Why VDE-AR-E 2842-61 (Trustworthy AI Systems) Doesn’t Just Apply to Development

In VDE-AR-E 2842-61 the VDE has developed a whole family of standards for trustworthy autonomous/cognitive systems such as AI systems. Even though these “application rules” are not specific to a particular domain, e.g., medical devices, they are still a treasure trove for many medical device manufacturers.

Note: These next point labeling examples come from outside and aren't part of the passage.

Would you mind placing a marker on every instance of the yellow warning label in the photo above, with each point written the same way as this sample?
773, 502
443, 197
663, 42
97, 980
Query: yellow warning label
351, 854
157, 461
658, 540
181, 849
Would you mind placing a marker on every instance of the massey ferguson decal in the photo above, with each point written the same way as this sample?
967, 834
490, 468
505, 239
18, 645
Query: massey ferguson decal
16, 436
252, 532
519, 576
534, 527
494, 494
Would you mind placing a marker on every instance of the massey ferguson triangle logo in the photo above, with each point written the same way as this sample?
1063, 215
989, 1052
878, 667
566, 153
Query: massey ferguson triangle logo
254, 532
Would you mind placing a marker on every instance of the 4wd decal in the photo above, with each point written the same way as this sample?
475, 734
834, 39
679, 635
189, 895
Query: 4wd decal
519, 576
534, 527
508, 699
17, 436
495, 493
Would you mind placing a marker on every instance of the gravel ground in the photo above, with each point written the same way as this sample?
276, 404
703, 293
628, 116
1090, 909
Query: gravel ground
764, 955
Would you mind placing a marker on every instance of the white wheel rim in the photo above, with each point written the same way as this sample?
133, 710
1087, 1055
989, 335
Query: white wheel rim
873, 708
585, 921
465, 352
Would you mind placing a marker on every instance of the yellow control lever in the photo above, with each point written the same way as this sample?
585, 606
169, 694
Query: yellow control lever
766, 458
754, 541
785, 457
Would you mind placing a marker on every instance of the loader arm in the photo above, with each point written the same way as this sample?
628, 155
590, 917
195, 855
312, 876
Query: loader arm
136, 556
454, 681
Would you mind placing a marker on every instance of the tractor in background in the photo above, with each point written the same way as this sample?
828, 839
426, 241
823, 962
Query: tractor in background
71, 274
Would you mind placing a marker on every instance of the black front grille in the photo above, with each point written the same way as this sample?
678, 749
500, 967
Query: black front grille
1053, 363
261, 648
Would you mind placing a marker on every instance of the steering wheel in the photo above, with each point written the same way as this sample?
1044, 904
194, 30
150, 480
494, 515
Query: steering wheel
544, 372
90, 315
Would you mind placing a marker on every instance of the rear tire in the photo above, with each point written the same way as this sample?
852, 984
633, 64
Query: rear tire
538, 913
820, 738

This article will explain to you:

  • What AI systems are
  • Which manufacturers should take which parts of this family of standards into account
  • The specific suggestions these parts contain
  • Why VDE-AR-E 2842-61 by no means only affects development

1. Trustworthy AI systems

a) Definitions and distinctions

AI systems are a subset of autonomous/cognitive systems that use artificial intelligence techniques.

Autonomous/cognitive systems are defined as follows:

A system is described as autonomous (cognitive) if it can achieve a specified goal independently and in a manner adapted to the situation without human control or detailed programming.

Source: Fachforum Autonome Systeme im Hightech-Forum: Autonome Systeme – Chancen und Risiken für Wirtschaft, Wissenschaft und Gesellschaft. Long version, final report, Berlin, April 2017

The definition in the application rule is:

Definition: autonomous/cognitive system – A/C-system (German: autonom/kognitives System, A/K-System)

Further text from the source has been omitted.